「この竹ざるは美しい......」
まず息をのみ魅入ったあとに、つい思わず声を出してしまった青竹ざる。大きな竹を粗割し、細く細く竹ひごに取られた1本、1本の竹ひごから伝わる丁寧な仕事ぶり。編み上げられた竹笊の美しさ縁巻きからも職人の技術の高さがうかがえるのです。同じような形をした竹ざるは沢山あります。竹ざるの機能だけを言うと輸入の竹籠も数限りなくありますけんど、ここまで気持ちの入った竹ざるは、まっこと(本当に)見る機会はあまりないがです。

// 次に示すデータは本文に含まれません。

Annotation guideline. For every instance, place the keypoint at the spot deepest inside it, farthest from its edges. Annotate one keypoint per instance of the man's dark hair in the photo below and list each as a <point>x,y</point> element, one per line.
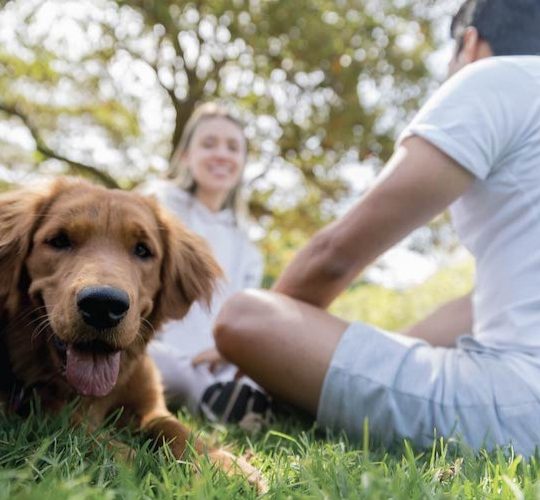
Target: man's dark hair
<point>511,27</point>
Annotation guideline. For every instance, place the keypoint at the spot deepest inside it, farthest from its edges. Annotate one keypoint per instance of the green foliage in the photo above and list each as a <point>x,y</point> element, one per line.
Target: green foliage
<point>320,83</point>
<point>395,309</point>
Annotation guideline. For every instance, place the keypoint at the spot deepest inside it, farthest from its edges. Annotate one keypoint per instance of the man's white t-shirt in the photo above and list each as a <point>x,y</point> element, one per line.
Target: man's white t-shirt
<point>487,118</point>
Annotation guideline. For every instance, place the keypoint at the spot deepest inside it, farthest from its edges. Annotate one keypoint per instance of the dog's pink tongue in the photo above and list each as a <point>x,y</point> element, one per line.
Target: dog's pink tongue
<point>90,373</point>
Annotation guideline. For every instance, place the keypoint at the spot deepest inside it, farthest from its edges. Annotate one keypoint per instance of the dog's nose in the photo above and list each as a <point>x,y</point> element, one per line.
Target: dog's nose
<point>102,307</point>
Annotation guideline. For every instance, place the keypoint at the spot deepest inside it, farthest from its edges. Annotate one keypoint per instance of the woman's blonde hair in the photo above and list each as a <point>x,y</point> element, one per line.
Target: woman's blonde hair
<point>181,174</point>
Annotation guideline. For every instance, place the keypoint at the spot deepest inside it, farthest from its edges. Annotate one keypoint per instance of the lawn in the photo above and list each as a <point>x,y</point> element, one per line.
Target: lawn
<point>42,457</point>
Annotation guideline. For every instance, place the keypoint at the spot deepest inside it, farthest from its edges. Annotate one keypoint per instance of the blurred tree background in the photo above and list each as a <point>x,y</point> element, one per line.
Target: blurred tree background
<point>103,89</point>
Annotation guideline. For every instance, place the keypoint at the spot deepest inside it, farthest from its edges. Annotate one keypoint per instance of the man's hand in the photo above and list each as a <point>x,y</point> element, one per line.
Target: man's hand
<point>214,359</point>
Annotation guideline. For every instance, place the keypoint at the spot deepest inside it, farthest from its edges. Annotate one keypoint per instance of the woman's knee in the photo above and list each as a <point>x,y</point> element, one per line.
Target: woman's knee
<point>239,319</point>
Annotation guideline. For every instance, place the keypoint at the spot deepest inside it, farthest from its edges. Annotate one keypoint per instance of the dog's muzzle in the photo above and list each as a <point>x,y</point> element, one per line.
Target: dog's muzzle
<point>102,307</point>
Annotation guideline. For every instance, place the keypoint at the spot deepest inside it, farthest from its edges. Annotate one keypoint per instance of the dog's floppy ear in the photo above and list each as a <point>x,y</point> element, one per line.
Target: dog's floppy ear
<point>20,213</point>
<point>189,271</point>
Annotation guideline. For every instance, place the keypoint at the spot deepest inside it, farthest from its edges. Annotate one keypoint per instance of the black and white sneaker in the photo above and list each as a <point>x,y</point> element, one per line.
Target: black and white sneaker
<point>236,402</point>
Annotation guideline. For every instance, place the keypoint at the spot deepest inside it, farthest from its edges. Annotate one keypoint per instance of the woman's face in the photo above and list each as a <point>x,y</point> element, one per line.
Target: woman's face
<point>216,156</point>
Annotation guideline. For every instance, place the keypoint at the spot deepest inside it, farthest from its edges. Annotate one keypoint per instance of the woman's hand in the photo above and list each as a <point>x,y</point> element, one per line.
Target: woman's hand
<point>214,359</point>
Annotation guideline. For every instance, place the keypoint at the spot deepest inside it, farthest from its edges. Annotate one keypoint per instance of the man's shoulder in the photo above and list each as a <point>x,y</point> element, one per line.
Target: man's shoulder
<point>495,72</point>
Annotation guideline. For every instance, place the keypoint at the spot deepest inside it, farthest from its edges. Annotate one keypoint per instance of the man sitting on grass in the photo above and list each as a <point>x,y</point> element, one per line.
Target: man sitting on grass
<point>472,368</point>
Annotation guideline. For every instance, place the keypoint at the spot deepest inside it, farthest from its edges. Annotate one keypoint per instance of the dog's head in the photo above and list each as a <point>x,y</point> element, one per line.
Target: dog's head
<point>101,270</point>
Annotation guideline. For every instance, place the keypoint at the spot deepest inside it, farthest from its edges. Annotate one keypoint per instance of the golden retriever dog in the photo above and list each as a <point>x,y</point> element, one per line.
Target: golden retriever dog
<point>87,275</point>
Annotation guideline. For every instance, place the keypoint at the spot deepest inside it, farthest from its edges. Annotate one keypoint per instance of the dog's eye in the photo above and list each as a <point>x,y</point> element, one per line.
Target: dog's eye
<point>142,251</point>
<point>61,241</point>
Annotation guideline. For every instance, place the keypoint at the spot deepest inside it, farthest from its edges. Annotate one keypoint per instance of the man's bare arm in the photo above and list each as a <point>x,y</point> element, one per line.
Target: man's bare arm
<point>418,182</point>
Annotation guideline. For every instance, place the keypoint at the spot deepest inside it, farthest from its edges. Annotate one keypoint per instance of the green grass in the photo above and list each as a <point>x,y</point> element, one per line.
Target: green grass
<point>42,457</point>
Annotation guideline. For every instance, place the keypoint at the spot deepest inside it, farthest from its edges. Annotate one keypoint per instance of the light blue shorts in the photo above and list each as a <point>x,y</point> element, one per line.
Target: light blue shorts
<point>408,389</point>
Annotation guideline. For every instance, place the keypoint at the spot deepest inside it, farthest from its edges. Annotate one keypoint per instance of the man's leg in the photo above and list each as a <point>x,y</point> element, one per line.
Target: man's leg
<point>284,345</point>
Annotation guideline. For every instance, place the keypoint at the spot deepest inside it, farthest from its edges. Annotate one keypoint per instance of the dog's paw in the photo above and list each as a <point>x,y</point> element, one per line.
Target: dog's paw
<point>232,464</point>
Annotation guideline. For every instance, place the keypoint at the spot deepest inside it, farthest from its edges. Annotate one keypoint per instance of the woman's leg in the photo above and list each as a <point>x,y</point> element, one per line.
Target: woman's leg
<point>284,345</point>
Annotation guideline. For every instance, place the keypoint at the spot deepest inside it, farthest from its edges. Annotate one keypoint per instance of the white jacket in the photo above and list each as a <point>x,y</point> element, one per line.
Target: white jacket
<point>238,257</point>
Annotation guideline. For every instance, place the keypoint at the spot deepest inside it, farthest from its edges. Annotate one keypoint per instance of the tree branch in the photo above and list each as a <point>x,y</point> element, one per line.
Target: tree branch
<point>75,166</point>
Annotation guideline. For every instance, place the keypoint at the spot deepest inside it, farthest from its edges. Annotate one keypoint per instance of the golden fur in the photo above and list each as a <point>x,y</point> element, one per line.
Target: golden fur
<point>71,235</point>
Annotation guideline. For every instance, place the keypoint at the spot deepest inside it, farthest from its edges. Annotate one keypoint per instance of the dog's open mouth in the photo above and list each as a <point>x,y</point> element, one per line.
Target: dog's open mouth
<point>91,368</point>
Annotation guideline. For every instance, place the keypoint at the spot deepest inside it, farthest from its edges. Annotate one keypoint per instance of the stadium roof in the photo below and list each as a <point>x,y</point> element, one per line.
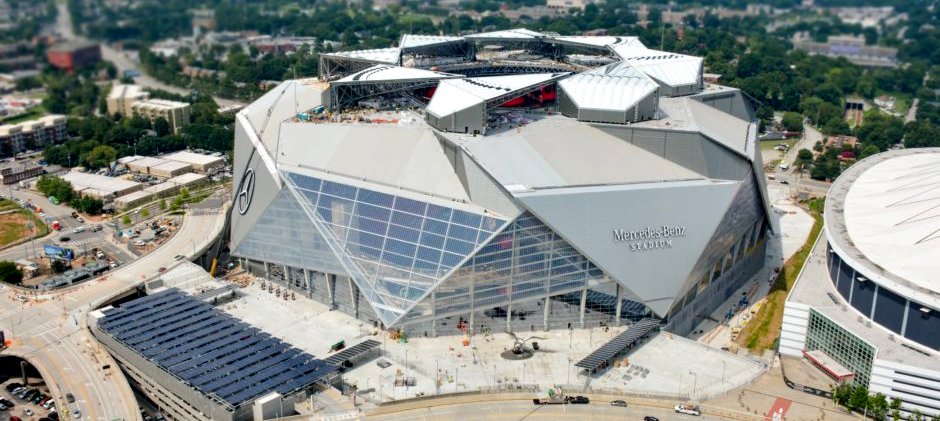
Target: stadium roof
<point>386,73</point>
<point>413,41</point>
<point>557,151</point>
<point>396,155</point>
<point>209,350</point>
<point>381,55</point>
<point>618,86</point>
<point>667,68</point>
<point>603,41</point>
<point>518,34</point>
<point>453,95</point>
<point>890,209</point>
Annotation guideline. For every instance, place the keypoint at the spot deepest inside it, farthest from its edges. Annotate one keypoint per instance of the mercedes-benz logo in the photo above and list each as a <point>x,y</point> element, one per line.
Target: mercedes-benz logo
<point>247,191</point>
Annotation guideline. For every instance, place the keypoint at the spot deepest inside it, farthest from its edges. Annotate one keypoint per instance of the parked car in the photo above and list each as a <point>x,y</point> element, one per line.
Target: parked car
<point>688,409</point>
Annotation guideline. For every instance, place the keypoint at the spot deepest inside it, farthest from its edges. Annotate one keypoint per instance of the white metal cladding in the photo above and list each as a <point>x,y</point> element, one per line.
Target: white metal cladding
<point>891,216</point>
<point>408,157</point>
<point>618,88</point>
<point>519,33</point>
<point>587,216</point>
<point>380,55</point>
<point>411,40</point>
<point>382,72</point>
<point>454,95</point>
<point>667,68</point>
<point>601,41</point>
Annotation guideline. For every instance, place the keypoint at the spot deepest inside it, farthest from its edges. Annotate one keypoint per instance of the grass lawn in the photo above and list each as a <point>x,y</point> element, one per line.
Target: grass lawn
<point>766,145</point>
<point>763,331</point>
<point>36,112</point>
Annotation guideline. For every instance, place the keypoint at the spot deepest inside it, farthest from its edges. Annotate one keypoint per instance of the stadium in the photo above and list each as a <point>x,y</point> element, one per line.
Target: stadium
<point>503,180</point>
<point>866,307</point>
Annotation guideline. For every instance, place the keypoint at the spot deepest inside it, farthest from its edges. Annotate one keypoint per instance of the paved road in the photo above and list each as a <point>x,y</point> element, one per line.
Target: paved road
<point>53,335</point>
<point>122,62</point>
<point>518,410</point>
<point>79,242</point>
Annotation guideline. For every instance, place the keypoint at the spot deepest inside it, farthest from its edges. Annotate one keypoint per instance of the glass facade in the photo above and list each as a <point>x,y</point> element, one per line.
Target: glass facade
<point>843,346</point>
<point>526,261</point>
<point>396,248</point>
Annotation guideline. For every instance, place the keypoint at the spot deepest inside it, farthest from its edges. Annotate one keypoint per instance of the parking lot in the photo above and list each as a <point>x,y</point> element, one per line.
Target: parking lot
<point>30,402</point>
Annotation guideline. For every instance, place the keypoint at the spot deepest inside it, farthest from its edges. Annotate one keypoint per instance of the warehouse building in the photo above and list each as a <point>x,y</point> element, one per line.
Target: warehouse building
<point>198,363</point>
<point>414,185</point>
<point>868,298</point>
<point>100,187</point>
<point>169,169</point>
<point>200,162</point>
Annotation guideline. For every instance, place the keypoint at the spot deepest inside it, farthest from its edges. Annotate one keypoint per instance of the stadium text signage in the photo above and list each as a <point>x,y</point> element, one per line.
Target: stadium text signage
<point>649,238</point>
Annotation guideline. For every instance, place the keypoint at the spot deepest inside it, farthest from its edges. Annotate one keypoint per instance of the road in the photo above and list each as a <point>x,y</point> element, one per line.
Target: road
<point>517,410</point>
<point>80,242</point>
<point>122,62</point>
<point>53,336</point>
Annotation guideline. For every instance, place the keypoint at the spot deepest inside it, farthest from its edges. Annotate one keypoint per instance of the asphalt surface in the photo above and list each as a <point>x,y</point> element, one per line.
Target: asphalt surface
<point>522,410</point>
<point>79,242</point>
<point>120,59</point>
<point>52,334</point>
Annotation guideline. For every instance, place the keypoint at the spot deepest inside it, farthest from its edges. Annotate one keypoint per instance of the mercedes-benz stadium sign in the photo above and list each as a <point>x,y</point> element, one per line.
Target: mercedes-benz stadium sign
<point>247,190</point>
<point>649,238</point>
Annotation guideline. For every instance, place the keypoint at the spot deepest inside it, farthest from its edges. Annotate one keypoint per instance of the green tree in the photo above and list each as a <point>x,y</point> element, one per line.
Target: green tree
<point>99,157</point>
<point>161,126</point>
<point>804,157</point>
<point>59,266</point>
<point>9,273</point>
<point>792,122</point>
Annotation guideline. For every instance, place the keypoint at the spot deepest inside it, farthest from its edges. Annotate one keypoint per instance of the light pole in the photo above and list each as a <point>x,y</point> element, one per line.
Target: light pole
<point>723,364</point>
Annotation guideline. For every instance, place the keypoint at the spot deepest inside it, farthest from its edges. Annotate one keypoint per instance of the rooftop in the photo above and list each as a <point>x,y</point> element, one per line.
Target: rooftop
<point>216,354</point>
<point>883,212</point>
<point>101,183</point>
<point>193,158</point>
<point>814,288</point>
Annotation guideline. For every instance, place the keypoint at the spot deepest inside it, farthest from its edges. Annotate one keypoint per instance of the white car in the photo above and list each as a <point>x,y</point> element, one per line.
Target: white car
<point>688,409</point>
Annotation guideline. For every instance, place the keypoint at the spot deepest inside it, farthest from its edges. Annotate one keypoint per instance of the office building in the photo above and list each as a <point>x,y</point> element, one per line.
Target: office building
<point>419,188</point>
<point>73,55</point>
<point>32,134</point>
<point>868,298</point>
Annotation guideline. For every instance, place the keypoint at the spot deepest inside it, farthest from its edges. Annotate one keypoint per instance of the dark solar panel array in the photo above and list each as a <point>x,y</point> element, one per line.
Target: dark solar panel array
<point>352,352</point>
<point>209,350</point>
<point>618,344</point>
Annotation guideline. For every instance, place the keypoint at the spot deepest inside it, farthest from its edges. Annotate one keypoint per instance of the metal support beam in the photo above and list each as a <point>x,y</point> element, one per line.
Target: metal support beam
<point>583,304</point>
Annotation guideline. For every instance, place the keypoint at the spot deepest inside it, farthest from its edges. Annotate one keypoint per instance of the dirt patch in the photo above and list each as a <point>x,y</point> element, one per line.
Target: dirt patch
<point>13,228</point>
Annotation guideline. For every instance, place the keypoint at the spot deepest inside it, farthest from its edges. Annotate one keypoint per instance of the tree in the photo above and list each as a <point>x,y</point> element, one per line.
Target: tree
<point>59,266</point>
<point>9,273</point>
<point>161,126</point>
<point>803,157</point>
<point>792,122</point>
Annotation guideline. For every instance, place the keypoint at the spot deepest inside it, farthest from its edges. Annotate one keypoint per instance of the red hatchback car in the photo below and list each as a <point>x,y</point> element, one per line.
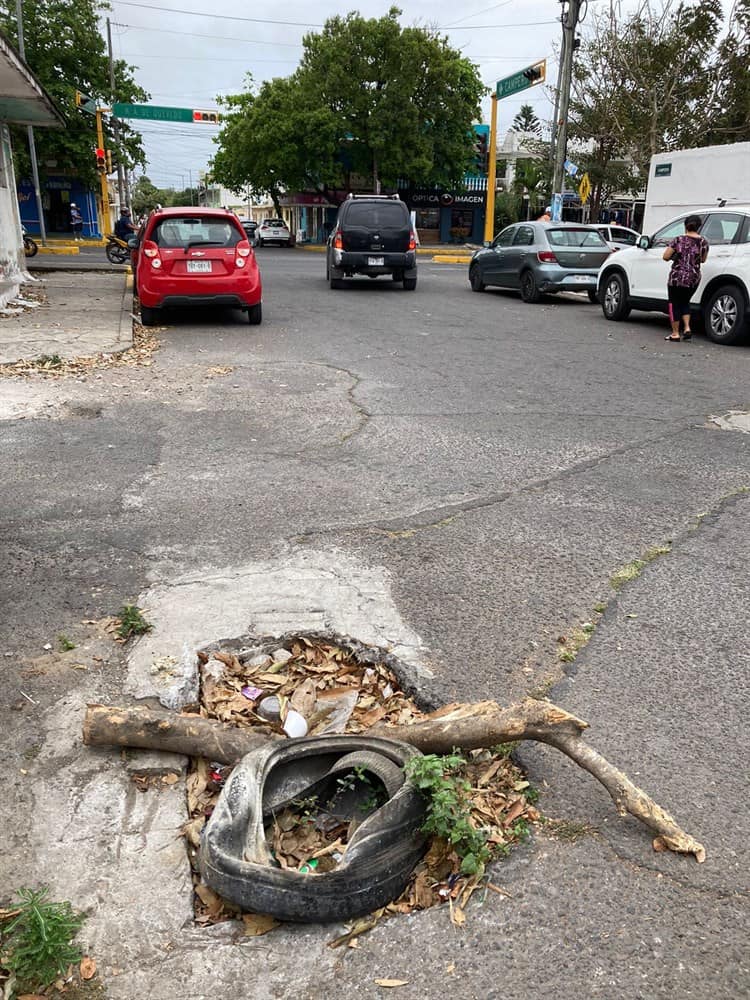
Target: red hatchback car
<point>195,257</point>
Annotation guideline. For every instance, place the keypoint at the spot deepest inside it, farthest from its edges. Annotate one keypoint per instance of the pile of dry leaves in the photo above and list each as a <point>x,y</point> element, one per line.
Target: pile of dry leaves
<point>335,693</point>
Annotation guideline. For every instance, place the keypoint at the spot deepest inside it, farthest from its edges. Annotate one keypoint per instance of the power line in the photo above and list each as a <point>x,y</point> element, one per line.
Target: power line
<point>219,17</point>
<point>199,34</point>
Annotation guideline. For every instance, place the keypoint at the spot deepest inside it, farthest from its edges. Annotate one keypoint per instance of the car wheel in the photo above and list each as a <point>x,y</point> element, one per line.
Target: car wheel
<point>614,298</point>
<point>475,280</point>
<point>529,289</point>
<point>334,279</point>
<point>148,315</point>
<point>724,315</point>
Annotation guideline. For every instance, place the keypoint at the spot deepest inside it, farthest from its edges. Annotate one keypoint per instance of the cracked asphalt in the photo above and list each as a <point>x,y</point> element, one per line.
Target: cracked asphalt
<point>496,463</point>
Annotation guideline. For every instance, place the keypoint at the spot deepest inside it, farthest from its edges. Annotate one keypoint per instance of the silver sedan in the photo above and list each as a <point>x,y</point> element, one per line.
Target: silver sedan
<point>541,257</point>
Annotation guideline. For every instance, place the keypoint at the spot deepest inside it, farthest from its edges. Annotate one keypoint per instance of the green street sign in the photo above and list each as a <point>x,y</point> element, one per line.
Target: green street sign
<point>152,112</point>
<point>528,77</point>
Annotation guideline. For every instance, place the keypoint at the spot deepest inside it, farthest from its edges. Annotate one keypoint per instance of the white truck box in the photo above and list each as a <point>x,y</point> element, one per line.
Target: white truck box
<point>691,179</point>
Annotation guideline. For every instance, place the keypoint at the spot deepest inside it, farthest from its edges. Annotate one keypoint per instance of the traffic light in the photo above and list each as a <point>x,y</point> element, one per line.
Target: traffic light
<point>210,117</point>
<point>536,73</point>
<point>480,151</point>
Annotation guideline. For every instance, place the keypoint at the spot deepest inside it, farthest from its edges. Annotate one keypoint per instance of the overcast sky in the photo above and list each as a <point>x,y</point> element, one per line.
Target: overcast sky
<point>185,56</point>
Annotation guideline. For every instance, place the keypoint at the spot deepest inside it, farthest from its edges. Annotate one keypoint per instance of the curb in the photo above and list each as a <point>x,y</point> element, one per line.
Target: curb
<point>61,249</point>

竹籠や、竹ざるが日本人の暮らしの中で当たり前に使われていた時代には、同じ竹細工を繰り返し、繰り返し、毎日、毎日作ることにより、技に磨きがかかり、研ぎ澄まされ、極められて、まるで神業とも思えるような繊細さと、実用性を両立させた匠の技とよべる職人さんがおられました。
しかし、その道一筋の熟練の技が少なくなるにつれ、手にして、言葉をなくすような「竹」に出会う機会は減りつつあります。久しぶりに竹に愛情をいっぱい感じる竹ざるをみて幸せな気持ちになるがです。竹は近いようで、遠いところにある。竹は分かったつもりでも、まだまだ深い。このような心の高ぶりを覚えるたびに、いつも思うのです。